Black Lizard
- Parent company: Creative Arts Book Company
- Status: Purchased in 1990; merged with Vintage Crime
- Founded: 1984
- Founder: Barry Gifford
- Successor: Vintage Crime/Black Lizard
- Country of origin: United States
- Headquarters location: Berkeley, California
- Publication types: Books
- Fiction genres: Mystery

= Black Lizard (publisher) =

American book publisher

Black Lizard was an American book publisher. A division of the Creative Arts Book Company of Berkeley, California, Black Lizard specialized in reprinting forgotten crime fiction and noir fiction writers and novels originally released between the 1930s and the 1960s, many of which are now acknowledged as classics of their genres.

== History ==
Founded and edited by writer Barry Gifford in 1984, Black Lizard released over ninety books between 1984 and 1990, including reprints of classic novels by Charles Willeford, David Goodis, Peter Rabe, Harry Whittington, Dan J. Marlowe, Charles Williams, and Lionel White, as well as original novels by Barry Gifford and Jim Nisbet.

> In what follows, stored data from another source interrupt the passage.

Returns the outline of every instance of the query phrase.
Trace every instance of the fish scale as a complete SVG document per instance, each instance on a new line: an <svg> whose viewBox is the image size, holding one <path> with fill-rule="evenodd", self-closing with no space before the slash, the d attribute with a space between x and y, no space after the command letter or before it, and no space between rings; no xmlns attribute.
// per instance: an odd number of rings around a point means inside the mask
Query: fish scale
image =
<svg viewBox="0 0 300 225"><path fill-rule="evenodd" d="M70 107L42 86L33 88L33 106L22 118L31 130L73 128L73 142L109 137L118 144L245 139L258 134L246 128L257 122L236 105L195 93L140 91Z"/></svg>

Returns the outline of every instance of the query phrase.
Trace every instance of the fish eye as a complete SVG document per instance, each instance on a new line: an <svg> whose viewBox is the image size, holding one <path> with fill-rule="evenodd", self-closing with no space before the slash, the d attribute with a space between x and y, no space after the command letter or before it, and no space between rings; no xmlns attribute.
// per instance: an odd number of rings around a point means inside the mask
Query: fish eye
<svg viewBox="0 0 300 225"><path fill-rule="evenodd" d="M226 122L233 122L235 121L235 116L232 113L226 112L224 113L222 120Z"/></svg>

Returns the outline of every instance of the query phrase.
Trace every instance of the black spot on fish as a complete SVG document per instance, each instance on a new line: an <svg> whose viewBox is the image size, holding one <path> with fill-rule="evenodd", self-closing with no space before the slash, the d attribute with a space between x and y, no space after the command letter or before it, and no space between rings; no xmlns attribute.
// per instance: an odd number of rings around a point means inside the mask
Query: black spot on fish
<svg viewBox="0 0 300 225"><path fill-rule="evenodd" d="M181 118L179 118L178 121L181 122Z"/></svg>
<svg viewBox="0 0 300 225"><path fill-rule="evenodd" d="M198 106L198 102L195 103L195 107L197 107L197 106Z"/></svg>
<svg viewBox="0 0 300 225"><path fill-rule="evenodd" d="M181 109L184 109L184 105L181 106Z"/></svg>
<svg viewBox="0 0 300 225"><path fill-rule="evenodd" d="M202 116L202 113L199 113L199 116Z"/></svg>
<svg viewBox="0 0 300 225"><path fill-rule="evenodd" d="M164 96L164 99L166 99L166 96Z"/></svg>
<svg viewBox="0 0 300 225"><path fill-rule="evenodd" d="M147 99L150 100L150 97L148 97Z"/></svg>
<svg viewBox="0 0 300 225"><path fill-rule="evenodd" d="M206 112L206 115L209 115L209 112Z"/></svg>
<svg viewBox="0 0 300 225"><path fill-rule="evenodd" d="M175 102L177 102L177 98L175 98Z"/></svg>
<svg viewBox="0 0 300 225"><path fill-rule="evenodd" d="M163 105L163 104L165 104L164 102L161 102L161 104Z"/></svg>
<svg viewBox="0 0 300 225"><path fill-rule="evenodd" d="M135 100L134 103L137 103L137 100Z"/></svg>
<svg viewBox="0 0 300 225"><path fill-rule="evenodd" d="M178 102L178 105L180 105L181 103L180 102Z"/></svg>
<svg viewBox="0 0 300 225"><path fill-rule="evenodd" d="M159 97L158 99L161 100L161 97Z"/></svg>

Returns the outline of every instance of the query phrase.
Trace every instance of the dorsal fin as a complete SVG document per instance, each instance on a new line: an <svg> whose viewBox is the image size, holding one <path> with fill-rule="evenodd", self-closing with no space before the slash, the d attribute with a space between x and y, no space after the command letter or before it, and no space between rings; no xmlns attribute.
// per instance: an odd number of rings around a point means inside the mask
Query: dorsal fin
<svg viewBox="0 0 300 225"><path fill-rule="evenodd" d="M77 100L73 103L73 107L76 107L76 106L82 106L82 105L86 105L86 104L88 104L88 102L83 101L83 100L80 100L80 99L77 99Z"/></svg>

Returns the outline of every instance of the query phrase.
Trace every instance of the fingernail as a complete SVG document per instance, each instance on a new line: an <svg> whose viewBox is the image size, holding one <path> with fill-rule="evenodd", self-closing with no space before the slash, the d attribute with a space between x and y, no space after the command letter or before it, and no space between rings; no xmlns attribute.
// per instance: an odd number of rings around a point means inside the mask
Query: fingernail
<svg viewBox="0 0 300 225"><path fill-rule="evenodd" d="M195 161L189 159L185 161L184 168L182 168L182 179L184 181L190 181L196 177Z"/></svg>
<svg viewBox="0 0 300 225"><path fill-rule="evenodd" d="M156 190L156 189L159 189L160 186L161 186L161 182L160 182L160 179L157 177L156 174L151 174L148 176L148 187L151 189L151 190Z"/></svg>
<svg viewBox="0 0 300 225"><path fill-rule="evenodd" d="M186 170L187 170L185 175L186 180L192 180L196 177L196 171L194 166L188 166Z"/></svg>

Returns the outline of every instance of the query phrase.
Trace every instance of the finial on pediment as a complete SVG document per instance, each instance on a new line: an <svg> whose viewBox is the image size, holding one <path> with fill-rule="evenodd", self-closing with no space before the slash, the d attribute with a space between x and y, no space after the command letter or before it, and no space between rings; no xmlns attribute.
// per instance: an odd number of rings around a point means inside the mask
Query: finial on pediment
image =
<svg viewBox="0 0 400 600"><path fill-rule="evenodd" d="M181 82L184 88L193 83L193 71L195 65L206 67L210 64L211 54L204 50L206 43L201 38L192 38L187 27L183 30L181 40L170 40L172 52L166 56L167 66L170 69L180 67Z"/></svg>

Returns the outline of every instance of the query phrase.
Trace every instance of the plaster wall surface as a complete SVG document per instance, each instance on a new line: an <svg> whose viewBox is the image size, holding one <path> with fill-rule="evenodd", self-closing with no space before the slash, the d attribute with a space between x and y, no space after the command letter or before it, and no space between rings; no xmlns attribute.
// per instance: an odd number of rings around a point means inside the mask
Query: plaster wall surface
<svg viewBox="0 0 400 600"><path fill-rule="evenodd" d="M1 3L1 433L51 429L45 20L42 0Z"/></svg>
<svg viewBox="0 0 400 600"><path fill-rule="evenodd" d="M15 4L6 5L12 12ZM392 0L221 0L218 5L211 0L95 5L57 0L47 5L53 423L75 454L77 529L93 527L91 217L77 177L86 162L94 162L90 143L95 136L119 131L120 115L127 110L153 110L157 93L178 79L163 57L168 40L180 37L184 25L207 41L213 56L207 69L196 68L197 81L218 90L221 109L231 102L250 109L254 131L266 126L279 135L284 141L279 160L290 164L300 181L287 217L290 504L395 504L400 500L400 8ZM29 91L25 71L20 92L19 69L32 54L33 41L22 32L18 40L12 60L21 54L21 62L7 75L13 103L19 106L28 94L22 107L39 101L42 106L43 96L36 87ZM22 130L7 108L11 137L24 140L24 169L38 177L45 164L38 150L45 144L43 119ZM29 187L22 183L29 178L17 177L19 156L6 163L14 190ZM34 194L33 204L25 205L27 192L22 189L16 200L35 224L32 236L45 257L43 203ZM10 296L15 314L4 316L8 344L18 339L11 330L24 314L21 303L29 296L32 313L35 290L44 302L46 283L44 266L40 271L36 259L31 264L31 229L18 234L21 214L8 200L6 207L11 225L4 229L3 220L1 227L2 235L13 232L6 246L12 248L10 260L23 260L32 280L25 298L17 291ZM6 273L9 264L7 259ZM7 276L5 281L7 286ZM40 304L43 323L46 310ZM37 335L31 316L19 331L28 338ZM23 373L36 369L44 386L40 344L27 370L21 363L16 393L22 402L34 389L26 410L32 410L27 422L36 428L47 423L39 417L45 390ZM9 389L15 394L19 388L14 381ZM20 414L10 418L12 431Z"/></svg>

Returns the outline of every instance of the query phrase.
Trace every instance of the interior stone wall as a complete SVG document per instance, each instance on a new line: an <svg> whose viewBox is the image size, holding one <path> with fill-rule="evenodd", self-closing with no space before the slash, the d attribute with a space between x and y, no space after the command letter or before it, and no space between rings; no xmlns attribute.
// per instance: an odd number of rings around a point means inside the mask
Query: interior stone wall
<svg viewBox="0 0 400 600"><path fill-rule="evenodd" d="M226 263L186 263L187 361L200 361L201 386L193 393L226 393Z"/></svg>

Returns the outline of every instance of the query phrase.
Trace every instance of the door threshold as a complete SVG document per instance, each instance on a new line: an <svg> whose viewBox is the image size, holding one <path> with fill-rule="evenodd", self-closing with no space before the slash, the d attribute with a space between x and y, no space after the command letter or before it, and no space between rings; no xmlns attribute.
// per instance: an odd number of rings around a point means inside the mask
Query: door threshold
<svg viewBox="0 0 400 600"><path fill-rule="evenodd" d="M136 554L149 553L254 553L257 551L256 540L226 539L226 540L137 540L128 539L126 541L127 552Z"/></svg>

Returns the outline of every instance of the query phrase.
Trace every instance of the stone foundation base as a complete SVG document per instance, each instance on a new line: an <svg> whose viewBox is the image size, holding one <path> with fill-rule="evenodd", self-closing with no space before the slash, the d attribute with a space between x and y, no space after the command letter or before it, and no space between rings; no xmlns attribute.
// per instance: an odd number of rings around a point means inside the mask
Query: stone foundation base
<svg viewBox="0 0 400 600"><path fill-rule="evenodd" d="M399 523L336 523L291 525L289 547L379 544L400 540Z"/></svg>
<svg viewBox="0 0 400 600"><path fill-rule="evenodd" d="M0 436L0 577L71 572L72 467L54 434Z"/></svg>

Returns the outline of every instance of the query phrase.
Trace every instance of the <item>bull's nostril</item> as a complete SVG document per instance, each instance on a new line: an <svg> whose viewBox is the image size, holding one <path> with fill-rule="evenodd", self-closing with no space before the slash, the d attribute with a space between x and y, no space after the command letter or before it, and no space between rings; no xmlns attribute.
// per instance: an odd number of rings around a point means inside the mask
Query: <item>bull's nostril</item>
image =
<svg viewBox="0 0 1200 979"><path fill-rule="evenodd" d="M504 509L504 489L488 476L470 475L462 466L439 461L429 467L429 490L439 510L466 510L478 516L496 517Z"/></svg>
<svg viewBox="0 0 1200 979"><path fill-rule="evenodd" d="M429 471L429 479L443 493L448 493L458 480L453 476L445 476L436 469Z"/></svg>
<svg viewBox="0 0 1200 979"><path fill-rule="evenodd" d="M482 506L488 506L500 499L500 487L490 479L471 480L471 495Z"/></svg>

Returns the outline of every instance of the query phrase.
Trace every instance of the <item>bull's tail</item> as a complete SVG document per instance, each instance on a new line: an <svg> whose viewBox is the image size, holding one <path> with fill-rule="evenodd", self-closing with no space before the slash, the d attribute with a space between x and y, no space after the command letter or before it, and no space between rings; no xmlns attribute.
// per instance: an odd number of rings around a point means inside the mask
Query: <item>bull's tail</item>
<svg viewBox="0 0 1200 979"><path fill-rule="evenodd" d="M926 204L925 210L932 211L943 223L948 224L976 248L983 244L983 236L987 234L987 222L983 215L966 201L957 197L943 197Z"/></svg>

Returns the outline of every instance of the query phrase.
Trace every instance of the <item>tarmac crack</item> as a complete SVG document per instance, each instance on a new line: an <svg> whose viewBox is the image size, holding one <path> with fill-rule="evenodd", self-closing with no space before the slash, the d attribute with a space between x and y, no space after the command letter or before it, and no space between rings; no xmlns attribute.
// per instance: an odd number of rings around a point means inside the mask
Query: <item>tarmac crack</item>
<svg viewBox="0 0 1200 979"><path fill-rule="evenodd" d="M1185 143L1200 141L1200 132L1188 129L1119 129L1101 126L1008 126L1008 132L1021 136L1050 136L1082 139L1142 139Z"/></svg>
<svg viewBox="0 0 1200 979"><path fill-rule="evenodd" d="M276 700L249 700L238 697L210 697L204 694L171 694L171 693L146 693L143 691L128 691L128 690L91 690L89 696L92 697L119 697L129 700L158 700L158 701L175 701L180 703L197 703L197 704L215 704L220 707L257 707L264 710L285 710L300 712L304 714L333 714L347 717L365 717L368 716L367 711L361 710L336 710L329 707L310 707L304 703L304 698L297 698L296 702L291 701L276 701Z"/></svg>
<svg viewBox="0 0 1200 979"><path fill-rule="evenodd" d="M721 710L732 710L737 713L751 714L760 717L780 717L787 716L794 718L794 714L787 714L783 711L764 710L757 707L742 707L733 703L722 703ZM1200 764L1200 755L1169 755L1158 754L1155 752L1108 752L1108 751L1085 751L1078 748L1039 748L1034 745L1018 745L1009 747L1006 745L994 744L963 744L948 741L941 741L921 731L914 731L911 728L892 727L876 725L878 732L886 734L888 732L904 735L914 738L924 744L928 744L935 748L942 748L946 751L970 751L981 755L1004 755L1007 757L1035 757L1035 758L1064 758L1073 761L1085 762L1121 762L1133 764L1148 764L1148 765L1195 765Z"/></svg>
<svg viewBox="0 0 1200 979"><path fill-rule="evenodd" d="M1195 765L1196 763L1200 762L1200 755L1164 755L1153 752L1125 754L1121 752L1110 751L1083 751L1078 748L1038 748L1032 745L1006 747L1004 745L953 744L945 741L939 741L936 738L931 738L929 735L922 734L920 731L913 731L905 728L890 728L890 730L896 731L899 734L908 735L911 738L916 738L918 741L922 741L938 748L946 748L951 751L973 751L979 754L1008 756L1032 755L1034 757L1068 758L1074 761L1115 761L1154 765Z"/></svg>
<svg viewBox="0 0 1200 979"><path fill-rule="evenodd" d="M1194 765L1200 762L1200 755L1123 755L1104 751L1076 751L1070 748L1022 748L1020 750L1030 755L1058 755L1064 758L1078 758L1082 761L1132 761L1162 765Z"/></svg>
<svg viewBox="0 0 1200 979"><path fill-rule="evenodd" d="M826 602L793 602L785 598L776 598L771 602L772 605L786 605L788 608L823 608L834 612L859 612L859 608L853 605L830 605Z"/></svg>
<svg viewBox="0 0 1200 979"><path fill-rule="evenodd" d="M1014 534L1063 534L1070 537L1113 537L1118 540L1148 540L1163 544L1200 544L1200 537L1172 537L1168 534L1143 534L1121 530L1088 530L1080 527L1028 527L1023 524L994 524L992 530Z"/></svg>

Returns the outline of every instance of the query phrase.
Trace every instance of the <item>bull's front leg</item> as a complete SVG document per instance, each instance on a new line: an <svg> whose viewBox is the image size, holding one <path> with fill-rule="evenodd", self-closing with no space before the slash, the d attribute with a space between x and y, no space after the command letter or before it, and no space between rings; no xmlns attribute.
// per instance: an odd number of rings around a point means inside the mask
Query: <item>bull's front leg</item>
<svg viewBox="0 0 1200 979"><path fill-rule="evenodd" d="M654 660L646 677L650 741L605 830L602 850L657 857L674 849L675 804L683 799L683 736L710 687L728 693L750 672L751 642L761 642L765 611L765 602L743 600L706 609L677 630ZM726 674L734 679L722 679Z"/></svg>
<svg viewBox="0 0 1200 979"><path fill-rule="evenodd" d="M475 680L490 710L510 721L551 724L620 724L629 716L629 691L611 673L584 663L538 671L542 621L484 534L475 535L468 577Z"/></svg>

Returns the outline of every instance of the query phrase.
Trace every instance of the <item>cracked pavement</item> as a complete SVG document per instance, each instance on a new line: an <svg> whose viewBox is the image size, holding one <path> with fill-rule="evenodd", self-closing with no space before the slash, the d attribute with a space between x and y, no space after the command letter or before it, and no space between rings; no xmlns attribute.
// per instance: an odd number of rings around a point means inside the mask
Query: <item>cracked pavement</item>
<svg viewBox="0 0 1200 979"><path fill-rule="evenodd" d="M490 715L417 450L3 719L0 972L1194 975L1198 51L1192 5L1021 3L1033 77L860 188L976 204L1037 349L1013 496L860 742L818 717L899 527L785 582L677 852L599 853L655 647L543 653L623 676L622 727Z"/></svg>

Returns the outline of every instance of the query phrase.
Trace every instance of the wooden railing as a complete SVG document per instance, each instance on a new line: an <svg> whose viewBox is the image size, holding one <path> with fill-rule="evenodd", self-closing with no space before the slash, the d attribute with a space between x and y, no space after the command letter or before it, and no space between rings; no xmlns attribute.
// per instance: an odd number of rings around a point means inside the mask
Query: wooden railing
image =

Lizard is single-handedly responsible for renewing the interest in Jim Thompson in the late 1980s, which resulted in several film adaptations of his novels. The original series were mass-market paperbacks with covers drawn by Jim Kirwan.

Barry Gifford's relationship with Black Lizard is also sometimes credited with having first applied the term noir fiction to a certain subgenre of hardboiled fiction. Thus, in an introduction written by Gifford to the Black Lizard editions of Jim Thompson's novels in 1984, Gifford writes: "The French seem to appreciate best Thompson's brand of terror. Roman noir, literally 'black novel,' is a term reserved especially for novelists such as Thompson, Cornell Woolrich and David Goodis. Only Thompson, however, fulfills the French notion of both noir and maudit, the accursed and self-destructive. It is an unholy picture that Thompson presents. As the British critic Nick Kimberley has written, 'This is a godless world,' populated by persons 'for whom murder is a casual chore.'" Gifford's use of the term noir in this context resulted in a term that is narrower in scope than that used by the French roman noir as applied to fiction. In 2021, Willy Vlautin wrote: "Those Black Lizard books were about psychologically damaged people trying to navigate a cruel, cutthroat world that didn't want them in the first place."

Random House bought the rights to the Black Lizard name in June 1990 and merged it with Vintage Crime: Vintage Crime/Black Lizard was the result. Many of Black Lizards' earlier releases were replaced by mainstream-friendly writers such as Dashiell Hammett, Raymond Chandler, James M. Cain, as well as numerous contemporary authors, including Jason Starr, whose noir crime novel Hard Feelings was Vintage Crime/Black Lizard’s first ever original novel. The mass-market paperbacks were replaced by trade paperbacks with black-and-white photographs on the covers. Most of the series was reprinted in this new format, but practically all of the books published by Lizard before the merge, with the notable exception of books by Jim Thompson, have since been allowed to fall out of print and have remained so since the early 1990s.